A giant rock once believed to be the fourth-largest asteroid in our solar system could, in fact, be a dwarf planet due to its spherical shape. Named Hygiea and located in the main asteroid belt lying between Mars and Jupiter, it could be the smallest such dwarf planet in our entire solar system.
Such a reclassification would mean that Hygiea, which measures at just over 280 miles in diameter, is smaller than the previously identified dwarf planet Ceres, which lies in the same rocky belt and was previously considered the smallest.
New research published Monday in Nature Astronomy, however, reveals that Hygiea has characteristics resembling a planet, particularly due to its shape, size, origin, and rotation.
Hygiea had previously been discovered by Italian astronomer Annibale de Gasparis as far back as 1849 but has seldom been studied. However, the new study led by astronomer Pierre Vernazza from the Laboratoire d’Astrophysique de Marseille in France has shed new light on the celestial object, thanks in no small part to the European Space Agency’s SPHERE instrument on the Very Large Telescope (VLT) in the Atacama Desert of Chile.
The new data has convinced astronomers to upgrade Hygiea to a dwarf planet, which the International Astronomical Union (IAU) defines as an object orbiting a star—such as the sun—that is large enough to be surrounded by its own gravity, yet lacks the gravitational dominance to keep the “neighborhood” around its orbit clear by slinging away or consuming the many smaller objects that get in its path.
It must also have been molded by its own gravity into a round, or nearly round, shape.
One example would be Pluto, which was controversially downgraded to a dwarf planet in 2006 after the IAU reworked its criteria for what constitutes a fully-fledged planet.
In addition to Ceres and Pluto, three other dwarf planets in our solar system are known—Eris, Haumea and Makemake.
In a statement quoted by CNN, Vernazza said:
“Thanks to the unique capability of the SPHERE instrument on the VLT, which is one of the most powerful imaging systems in the world, we could resolve Hygiea’s shape, which turns out to be nearly spherical.
Thanks to these images, Hygiea may be reclassified as a dwarf planet, so far the smallest in the Solar System.”
This all came as a great surprise to astronomers when they began to study Hygiea, which they believed would have shown large impact craters that would have constituted evidence of a huge collision. But instead, all they could identify were two small craters—meaning that Hygiea wasn’t simply another asteroid belonging to the other 7,000 or so asteroids in the belt.
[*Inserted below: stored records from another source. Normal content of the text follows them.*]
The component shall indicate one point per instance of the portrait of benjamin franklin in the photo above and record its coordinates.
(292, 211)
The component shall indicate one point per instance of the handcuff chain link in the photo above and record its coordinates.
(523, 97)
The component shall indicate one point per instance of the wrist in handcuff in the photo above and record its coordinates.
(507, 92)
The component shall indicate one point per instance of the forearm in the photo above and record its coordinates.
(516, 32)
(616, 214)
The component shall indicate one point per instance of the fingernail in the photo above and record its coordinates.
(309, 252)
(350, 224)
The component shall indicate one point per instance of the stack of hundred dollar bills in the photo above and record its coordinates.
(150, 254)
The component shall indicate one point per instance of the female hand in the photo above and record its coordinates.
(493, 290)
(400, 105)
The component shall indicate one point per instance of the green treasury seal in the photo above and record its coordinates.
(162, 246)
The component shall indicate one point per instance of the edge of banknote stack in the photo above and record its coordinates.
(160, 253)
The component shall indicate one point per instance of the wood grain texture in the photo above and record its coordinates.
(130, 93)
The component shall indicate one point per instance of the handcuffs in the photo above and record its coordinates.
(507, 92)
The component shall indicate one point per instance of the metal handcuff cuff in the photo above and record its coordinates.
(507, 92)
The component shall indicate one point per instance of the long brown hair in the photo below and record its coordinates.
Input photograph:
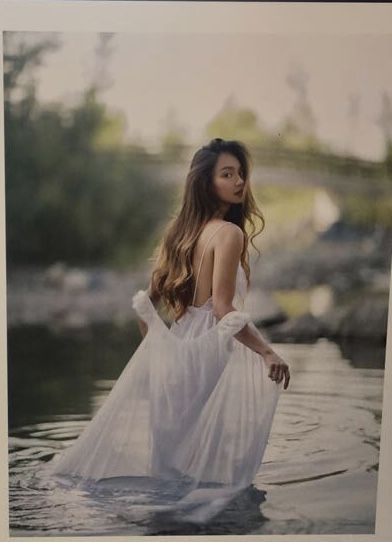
(173, 280)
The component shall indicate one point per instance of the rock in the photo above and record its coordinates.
(302, 328)
(263, 308)
(364, 318)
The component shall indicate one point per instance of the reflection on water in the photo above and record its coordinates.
(319, 473)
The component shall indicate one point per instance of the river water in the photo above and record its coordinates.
(319, 473)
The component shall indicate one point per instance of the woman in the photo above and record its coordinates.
(195, 402)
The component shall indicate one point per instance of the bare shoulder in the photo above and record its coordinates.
(230, 233)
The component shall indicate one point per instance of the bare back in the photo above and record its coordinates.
(203, 260)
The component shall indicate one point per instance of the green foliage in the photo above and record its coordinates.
(75, 190)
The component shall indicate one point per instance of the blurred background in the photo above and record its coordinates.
(99, 133)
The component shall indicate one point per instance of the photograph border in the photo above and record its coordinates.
(195, 17)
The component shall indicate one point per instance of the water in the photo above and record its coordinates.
(319, 473)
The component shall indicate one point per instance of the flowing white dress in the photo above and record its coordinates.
(193, 403)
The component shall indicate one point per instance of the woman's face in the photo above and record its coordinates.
(228, 179)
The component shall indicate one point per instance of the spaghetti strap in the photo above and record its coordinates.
(201, 259)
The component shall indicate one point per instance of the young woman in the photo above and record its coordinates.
(196, 401)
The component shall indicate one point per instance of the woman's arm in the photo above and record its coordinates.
(227, 252)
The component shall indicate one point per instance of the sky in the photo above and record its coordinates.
(152, 74)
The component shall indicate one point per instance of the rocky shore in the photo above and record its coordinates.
(353, 275)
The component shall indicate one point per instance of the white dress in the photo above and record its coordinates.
(193, 403)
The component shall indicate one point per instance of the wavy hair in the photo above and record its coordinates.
(172, 279)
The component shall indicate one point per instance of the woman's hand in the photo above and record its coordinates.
(278, 369)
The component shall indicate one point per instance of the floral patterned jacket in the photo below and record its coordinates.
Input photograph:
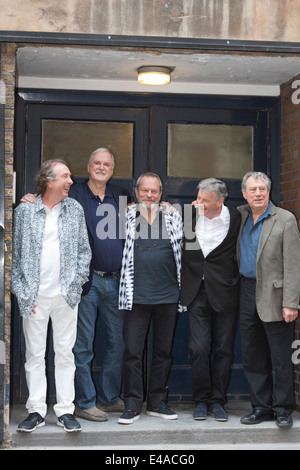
(75, 252)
What this means is that Hygiea has an entirely different origin story. Using their data, the researchers used a computer simulation to test the theory that Hygiea and the other asteroids were the result of a huge collision between two massive celestial bodies, which is thought to have occurred roughly two billion years ago.
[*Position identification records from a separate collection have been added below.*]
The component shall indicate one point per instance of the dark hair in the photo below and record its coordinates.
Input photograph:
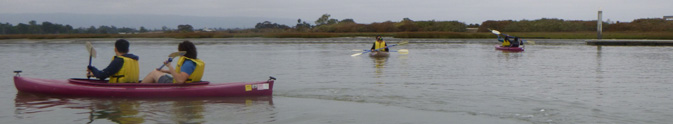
(122, 46)
(189, 47)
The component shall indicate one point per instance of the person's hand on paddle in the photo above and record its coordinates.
(167, 64)
(88, 73)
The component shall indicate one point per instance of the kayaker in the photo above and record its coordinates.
(506, 42)
(379, 44)
(189, 68)
(122, 69)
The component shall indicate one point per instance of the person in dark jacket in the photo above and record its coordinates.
(378, 44)
(123, 68)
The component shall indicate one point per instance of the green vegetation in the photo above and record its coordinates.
(326, 27)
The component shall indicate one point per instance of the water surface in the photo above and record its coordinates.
(439, 81)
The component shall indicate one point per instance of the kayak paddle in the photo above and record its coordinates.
(92, 53)
(173, 55)
(367, 51)
(401, 51)
(496, 32)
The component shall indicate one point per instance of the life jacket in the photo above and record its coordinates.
(505, 42)
(128, 73)
(198, 70)
(379, 45)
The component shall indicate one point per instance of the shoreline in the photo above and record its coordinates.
(318, 35)
(336, 40)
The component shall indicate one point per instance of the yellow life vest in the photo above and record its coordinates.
(198, 70)
(128, 73)
(379, 45)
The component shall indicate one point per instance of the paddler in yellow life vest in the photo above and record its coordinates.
(122, 69)
(378, 44)
(506, 42)
(189, 68)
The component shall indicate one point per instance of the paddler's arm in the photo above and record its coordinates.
(500, 39)
(180, 77)
(111, 69)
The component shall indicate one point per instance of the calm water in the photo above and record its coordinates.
(439, 81)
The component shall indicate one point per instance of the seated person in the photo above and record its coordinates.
(122, 69)
(189, 68)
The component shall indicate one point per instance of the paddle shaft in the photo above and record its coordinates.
(90, 56)
(162, 66)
Once the collision occurred, Hygiea was formed through the leftover pieces while all of the other debris became its thousands of companion asteroids, according to the team.
“Thanks to the VLT and the new generation adaptive-optics instrument SPHERE, we are now imaging main belt asteroids with unprecedented resolution, closing the gap between Earth-based and interplanetary mission observations.”